Bounding and Approximating Intersectional Fairness through Marginal Fairness
This work addresses the challenge of measuring intersectional fairness in machine learning, which is critical for preventing discrimination in subgroups but often infeasible due to exponential complexity, offering a practical solution for researchers and practitioners in fairness-aware AI.
The paper tackles the problem of ensuring intersectional fairness across multiple protected attributes by analyzing the relationship between marginal and intersectional fairness, proving high-probability bounds that are computable from marginal fairness and statistical quantities, and demonstrating improved approximations and bounds on real and synthetic datasets.
Discrimination in machine learning often arises along multiple dimensions (a.k.a. protected attributes); it is then desirable to ensure \emph{intersectional fairness} -- i.e., that no subgroup is discriminated against. It is known that ensuring \emph{marginal fairness} for every dimension independently is not sufficient in general. Due to the exponential number of subgroups, however, directly measuring intersectional fairness from data is impossible.

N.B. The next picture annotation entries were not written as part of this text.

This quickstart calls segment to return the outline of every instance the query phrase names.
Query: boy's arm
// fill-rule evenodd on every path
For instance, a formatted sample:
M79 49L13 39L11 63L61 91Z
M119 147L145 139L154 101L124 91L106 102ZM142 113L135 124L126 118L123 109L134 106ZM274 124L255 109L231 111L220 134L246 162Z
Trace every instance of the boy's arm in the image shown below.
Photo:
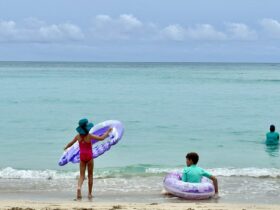
M109 128L102 136L97 136L97 135L93 135L93 134L89 134L89 135L91 138L93 138L95 140L102 141L109 136L109 133L111 131L112 131L112 128Z
M210 179L213 181L214 184L214 188L215 188L215 194L219 193L219 189L218 189L218 180L215 176L210 176Z
M65 147L64 150L66 150L67 148L71 147L76 141L78 140L77 136L74 137L74 139L72 141L70 141Z
M188 178L187 178L187 172L185 169L183 169L183 173L182 173L182 181L183 182L187 182Z

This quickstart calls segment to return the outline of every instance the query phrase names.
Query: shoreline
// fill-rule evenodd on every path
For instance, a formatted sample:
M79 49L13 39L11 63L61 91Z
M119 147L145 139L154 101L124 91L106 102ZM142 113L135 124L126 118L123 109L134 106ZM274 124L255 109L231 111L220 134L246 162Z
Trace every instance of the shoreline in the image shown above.
M232 203L130 203L130 202L94 202L92 201L32 201L32 200L4 200L0 201L1 210L278 210L280 205L269 204L232 204Z

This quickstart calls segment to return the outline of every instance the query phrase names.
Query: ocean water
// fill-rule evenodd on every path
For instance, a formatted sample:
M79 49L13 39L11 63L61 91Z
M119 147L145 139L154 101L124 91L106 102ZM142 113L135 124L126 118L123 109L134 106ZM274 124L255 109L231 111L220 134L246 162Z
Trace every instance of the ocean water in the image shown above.
M279 147L264 144L280 64L0 62L0 85L1 198L74 197L78 165L58 159L87 117L125 126L95 160L96 199L178 202L162 180L195 151L221 201L280 202Z

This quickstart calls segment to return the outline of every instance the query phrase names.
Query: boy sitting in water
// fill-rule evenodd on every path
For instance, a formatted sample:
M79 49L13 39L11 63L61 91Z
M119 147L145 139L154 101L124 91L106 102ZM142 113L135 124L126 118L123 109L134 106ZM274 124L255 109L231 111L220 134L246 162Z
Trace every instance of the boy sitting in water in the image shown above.
M183 169L183 182L200 183L203 176L211 179L214 184L215 194L218 195L218 181L216 177L212 176L207 171L196 166L199 156L195 152L188 153L186 155L187 167Z
M270 126L270 132L266 134L266 144L268 145L276 145L279 144L279 133L275 132L275 126Z

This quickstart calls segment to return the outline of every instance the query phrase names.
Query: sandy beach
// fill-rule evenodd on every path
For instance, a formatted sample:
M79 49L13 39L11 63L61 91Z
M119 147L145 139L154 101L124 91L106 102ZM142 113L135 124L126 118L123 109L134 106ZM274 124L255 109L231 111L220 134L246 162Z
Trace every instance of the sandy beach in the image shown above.
M259 204L228 204L228 203L102 203L89 201L61 201L61 202L44 202L44 201L14 201L7 200L0 202L0 209L5 210L114 210L114 209L146 209L146 210L279 210L280 205L259 205Z

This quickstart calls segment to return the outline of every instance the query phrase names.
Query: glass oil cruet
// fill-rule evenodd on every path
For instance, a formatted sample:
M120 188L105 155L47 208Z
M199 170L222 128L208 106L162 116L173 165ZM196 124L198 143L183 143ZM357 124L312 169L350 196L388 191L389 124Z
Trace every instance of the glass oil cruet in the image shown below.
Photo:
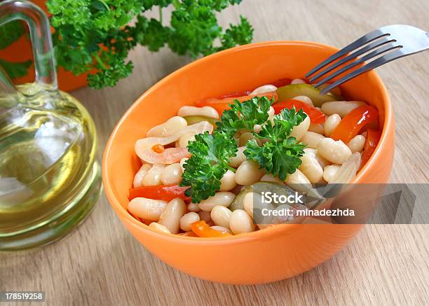
M36 80L15 88L0 68L0 251L62 237L101 189L94 123L57 90L47 16L27 1L0 3L0 26L15 20L28 25Z

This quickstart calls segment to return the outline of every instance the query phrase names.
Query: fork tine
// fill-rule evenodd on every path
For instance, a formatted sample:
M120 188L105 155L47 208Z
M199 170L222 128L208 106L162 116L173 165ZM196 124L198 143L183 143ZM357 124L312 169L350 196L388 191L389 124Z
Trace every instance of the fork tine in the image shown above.
M320 92L320 95L325 95L328 91L336 87L344 82L347 82L350 78L353 78L355 76L358 76L360 74L363 74L364 72L367 72L369 70L374 69L374 68L378 67L379 66L381 66L384 64L388 63L394 60L396 60L400 57L402 57L406 56L405 54L402 53L400 50L397 50L391 53L386 54L386 55L382 56L381 57L379 57L376 60L373 60L372 62L368 63L364 67L362 67L344 76L337 81L333 83L332 84L327 86L323 90Z
M336 71L334 72L333 74L327 76L326 78L325 78L324 79L320 81L316 84L315 84L314 87L317 88L318 87L320 86L322 84L325 84L325 83L329 81L330 80L335 78L336 76L339 76L340 74L346 71L347 70L349 70L365 61L371 60L372 58L374 58L378 55L381 55L383 53L385 53L388 51L390 51L390 50L393 50L397 48L400 48L400 46L395 46L392 43L389 43L388 45L381 47L379 49L372 51L371 53L368 53L365 56L362 57L361 58L355 60L355 62L353 62L348 64L348 65L344 66L341 69L339 69Z
M319 64L315 67L314 67L313 69L310 70L310 71L308 71L307 74L306 74L306 78L308 78L308 76L314 74L315 71L317 71L320 69L323 68L328 64L330 64L331 62L334 62L335 60L338 59L339 57L341 57L343 55L345 55L349 52L353 51L353 50L357 49L359 47L362 47L365 43L372 41L374 39L377 39L381 36L384 36L387 35L389 35L389 34L383 33L379 29L374 30L368 33L367 34L364 35L361 38L351 43L350 45L346 46L346 47L343 48L341 50L338 51L336 53L331 55L329 57L325 60L320 64Z
M319 72L315 76L312 76L308 81L310 81L310 83L313 83L318 78L320 78L323 75L325 75L328 72L332 71L335 68L340 67L343 64L346 63L347 62L354 58L356 58L358 56L362 55L362 54L366 53L367 52L372 49L375 49L376 48L380 47L381 46L386 45L386 43L393 43L394 41L396 41L395 39L387 40L384 39L381 40L377 40L376 41L372 43L369 45L367 45L364 48L359 49L358 50L355 51L353 53L348 55L346 57L343 57L340 60L334 62L331 66L327 67L327 68L325 68L324 70Z

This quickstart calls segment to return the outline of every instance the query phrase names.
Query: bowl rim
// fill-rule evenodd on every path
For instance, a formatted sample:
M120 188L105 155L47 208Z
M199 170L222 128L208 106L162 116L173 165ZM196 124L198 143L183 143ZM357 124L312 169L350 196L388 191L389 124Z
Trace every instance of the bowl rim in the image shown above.
M130 113L131 113L134 109L135 109L137 105L142 102L144 99L147 95L150 94L154 90L156 90L158 87L162 86L165 83L169 81L170 78L177 74L185 74L190 67L193 67L196 64L200 64L202 62L207 61L216 60L216 59L219 57L222 57L222 56L233 53L236 52L240 52L242 50L258 48L260 47L266 47L266 46L290 46L290 45L299 45L299 46L306 46L310 47L318 47L324 49L327 49L332 50L333 53L336 52L339 50L339 48L334 46L331 46L329 45L325 45L320 43L313 42L313 41L262 41L259 43L253 43L243 46L239 46L237 47L231 48L230 49L227 49L223 51L220 51L210 55L207 55L206 57L198 59L196 61L193 61L186 65L178 69L177 70L172 72L171 74L167 75L159 81L154 84L151 88L149 88L147 90L146 90L142 95L141 95L136 100L132 103L132 104L128 108L128 109L123 113L121 116L121 119L118 121L115 127L114 128L111 134L110 134L107 143L106 144L106 146L104 148L104 151L103 153L103 158L102 158L102 181L104 188L104 192L106 193L106 195L107 197L107 200L112 207L115 212L121 215L120 217L122 216L125 219L128 220L134 226L137 226L139 228L142 230L147 232L148 234L154 235L160 239L167 239L169 241L175 241L175 242L185 242L188 243L203 243L203 244L229 244L229 243L237 243L245 240L249 239L260 239L263 237L271 236L273 235L276 235L278 232L281 232L283 235L287 232L293 232L295 230L298 229L299 227L303 225L304 224L297 223L297 224L278 224L274 226L268 227L267 228L264 229L263 230L257 230L251 232L246 232L238 234L236 235L231 235L224 237L212 237L212 238L204 238L201 239L200 237L188 237L183 235L172 235L172 234L165 234L161 233L160 232L156 231L150 228L146 224L139 221L135 218L134 218L130 213L125 209L121 203L118 200L118 199L115 197L113 190L111 188L111 186L109 181L107 179L107 173L108 173L108 156L109 153L112 150L112 141L115 138L116 133L121 128L122 123L127 119L128 116ZM360 169L358 174L352 181L353 183L359 183L362 180L362 176L371 169L373 165L376 162L376 160L381 154L381 148L384 146L384 144L387 142L387 134L388 131L390 131L392 128L393 124L393 113L392 109L392 105L390 103L390 99L389 95L388 93L387 89L383 83L383 81L380 78L380 76L375 72L375 71L372 70L367 71L367 74L370 74L372 77L374 78L376 83L380 86L380 90L381 92L381 96L383 101L384 102L384 123L383 125L383 130L381 133L381 137L380 138L380 141L379 144L376 147L374 152L372 155L369 158L369 160L367 162L365 166ZM122 221L122 219L121 219ZM123 221L122 221L123 223Z

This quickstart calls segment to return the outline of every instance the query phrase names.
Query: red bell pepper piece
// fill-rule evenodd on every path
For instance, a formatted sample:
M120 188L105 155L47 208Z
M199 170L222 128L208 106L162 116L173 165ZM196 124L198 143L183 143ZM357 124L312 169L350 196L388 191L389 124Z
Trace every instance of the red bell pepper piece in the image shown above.
M326 116L323 112L319 111L314 106L308 105L302 101L295 100L294 99L290 99L286 101L275 103L273 104L275 113L280 113L282 109L291 109L293 106L295 106L297 111L302 109L303 111L308 115L310 117L310 121L311 123L323 123L326 120Z
M219 116L222 116L224 111L231 109L231 107L229 106L229 104L233 104L234 100L238 100L240 102L243 102L244 101L250 100L252 97L256 97L256 96L261 96L261 97L264 96L264 97L266 97L268 99L271 99L273 97L274 97L274 101L277 101L277 93L275 92L266 92L264 94L259 94L259 95L228 97L228 98L224 98L222 99L211 98L211 99L208 99L207 100L204 100L204 101L197 103L196 106L198 107L212 106L213 109L217 111Z
M379 111L375 108L369 105L359 106L346 115L332 132L331 138L348 144L364 127L375 125L378 120Z
M158 185L156 186L142 186L130 189L130 200L135 197L146 197L147 199L171 201L176 197L184 200L189 200L184 192L189 187L180 187L179 185Z
M367 130L367 138L365 139L365 144L364 146L363 151L362 152L362 161L360 162L360 167L363 167L369 158L374 153L375 148L380 141L381 137L381 131L376 131L375 130L368 129Z

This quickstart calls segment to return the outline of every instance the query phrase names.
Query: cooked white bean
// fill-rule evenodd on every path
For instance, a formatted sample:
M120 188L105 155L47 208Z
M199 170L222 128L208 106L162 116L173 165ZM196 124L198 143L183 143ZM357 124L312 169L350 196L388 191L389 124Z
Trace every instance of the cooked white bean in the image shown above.
M245 195L244 199L243 200L243 206L245 209L245 211L246 211L252 218L253 218L254 196L254 194L252 192L250 192Z
M212 197L203 200L198 204L200 209L205 211L211 211L216 205L222 205L228 207L234 200L236 195L229 191L216 193Z
M323 169L323 179L328 183L332 179L336 172L341 167L339 165L330 165Z
M188 210L189 211L198 212L201 209L200 209L200 207L198 203L189 203L188 204Z
M186 160L188 160L189 158L183 158L182 159L180 160L180 167L182 168L182 172L184 172L184 168L183 167L183 165L184 165L185 162L186 162Z
M147 173L142 181L142 185L144 186L156 186L161 184L161 176L163 171L165 169L165 165L154 164L154 165L147 171Z
M310 123L310 127L308 127L308 132L314 132L315 133L320 134L321 135L325 134L325 131L323 130L323 125L320 123Z
M311 183L301 170L297 169L292 174L287 174L285 180L286 185L298 191L307 191Z
M229 191L236 186L236 174L231 170L226 171L221 179L221 191Z
M244 155L243 151L246 149L245 146L240 146L238 148L236 156L229 158L229 165L234 168L238 167L243 162L246 160L246 155Z
M144 176L147 174L147 172L152 167L151 164L144 164L142 165L142 167L137 171L137 173L135 174L134 176L134 181L132 182L132 186L136 188L137 187L141 187L143 186L143 179L144 179Z
M304 137L304 134L306 134L306 132L308 130L309 127L310 117L307 116L303 122L299 123L299 125L294 127L294 129L290 133L290 136L295 137L297 140L301 140L301 139Z
M334 113L327 118L323 128L325 136L327 137L331 136L331 134L332 134L332 132L334 132L334 130L335 130L335 127L336 127L341 121L341 118L338 113Z
M305 84L306 81L304 80L301 80L301 78L294 78L292 82L290 82L291 84Z
M272 124L274 124L274 116L275 115L275 110L273 106L270 106L270 109L268 109L268 111L267 111L267 113L268 114L268 120L270 120Z
M165 225L172 234L179 232L180 218L186 211L186 205L182 199L175 198L168 202L165 209L159 216L158 223Z
M264 176L261 178L261 181L273 181L275 183L283 183L280 180L278 177L273 176L273 174L264 174Z
M167 207L167 202L161 200L135 197L128 203L128 209L131 214L146 220L157 221Z
M351 151L341 140L324 138L318 145L318 153L329 162L342 165L352 155Z
M315 133L314 132L307 131L301 139L301 142L306 144L308 147L315 148L318 147L318 144L319 144L320 140L324 138L325 137L323 135Z
M235 235L254 231L253 220L243 209L236 209L231 214L229 228Z
M182 181L182 167L179 162L169 165L161 173L161 183L163 185L178 184Z
M351 139L347 146L352 153L360 152L363 150L363 147L365 145L365 137L362 135L356 135Z
M254 160L245 160L236 171L236 182L238 185L252 185L259 181L265 174L259 164Z
M191 211L184 214L180 218L180 228L182 230L188 232L191 230L191 225L200 221L200 215L196 212Z
M152 127L146 134L147 137L165 137L179 132L188 126L188 123L182 117L178 116L168 119L164 123Z
M245 146L247 144L247 141L250 139L256 140L258 145L261 146L261 139L255 137L252 133L250 133L249 132L245 132L243 133L241 136L240 136L238 146Z
M263 86L259 86L250 92L250 95L258 95L263 94L264 92L270 92L272 91L275 91L277 89L275 86L271 84L264 85Z
M210 226L210 228L219 232L227 232L229 234L232 234L232 232L229 229L224 228L223 226L213 225L213 226Z
M171 234L171 232L166 226L163 225L162 224L157 223L156 222L152 222L149 224L149 228L153 228L155 230L157 230L161 232L163 232L165 234Z
M323 168L315 159L315 155L304 153L301 158L299 170L308 179L311 183L318 183L323 176Z
M198 216L200 216L200 220L204 220L206 223L208 223L212 220L210 211L198 211Z
M179 109L177 116L186 117L187 116L205 116L206 117L219 118L219 113L212 106L182 106Z
M195 141L195 134L184 134L176 141L176 148L186 148L188 146L188 142L193 141Z
M314 156L314 158L316 159L318 162L319 162L319 165L320 165L322 168L325 168L328 165L331 165L331 162L327 160L326 158L320 156L316 149L312 148L306 148L304 151L306 153L311 154L313 156Z
M294 100L299 100L302 102L304 102L306 104L308 104L311 106L313 106L313 101L307 96L297 96L292 98Z
M353 109L362 105L367 104L362 101L332 101L322 104L322 111L327 115L338 113L341 118L344 118Z
M210 212L210 218L214 224L224 228L229 228L229 218L232 211L222 205L216 205Z

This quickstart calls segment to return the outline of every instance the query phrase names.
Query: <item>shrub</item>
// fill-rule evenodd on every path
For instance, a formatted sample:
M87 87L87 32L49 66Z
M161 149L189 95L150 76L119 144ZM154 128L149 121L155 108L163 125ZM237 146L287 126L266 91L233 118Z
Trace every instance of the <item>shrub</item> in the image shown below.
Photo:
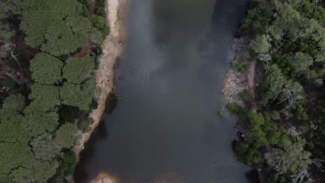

In this paper, our primary goal is to understand in detail the relationship between marginal and intersectional fairness through statistical analysis. We first identify a set of sufficient conditions under which an exact relationship can be obtained. Then, we prove bounds (easily computable through marginal fairness and other meaningful statistical quantities) in high-probability on intersectional fairness in the general case. Beyond their descriptive value, we show that these theoretical bounds can be leveraged to derive a heuristic improving the approximation and bounds of intersectional fairness by choosing, in a relevant manner, protected attributes for which we describe intersectional subgroups. Finally, we test the performance of our approximations and bounds on real and synthetic data-sets.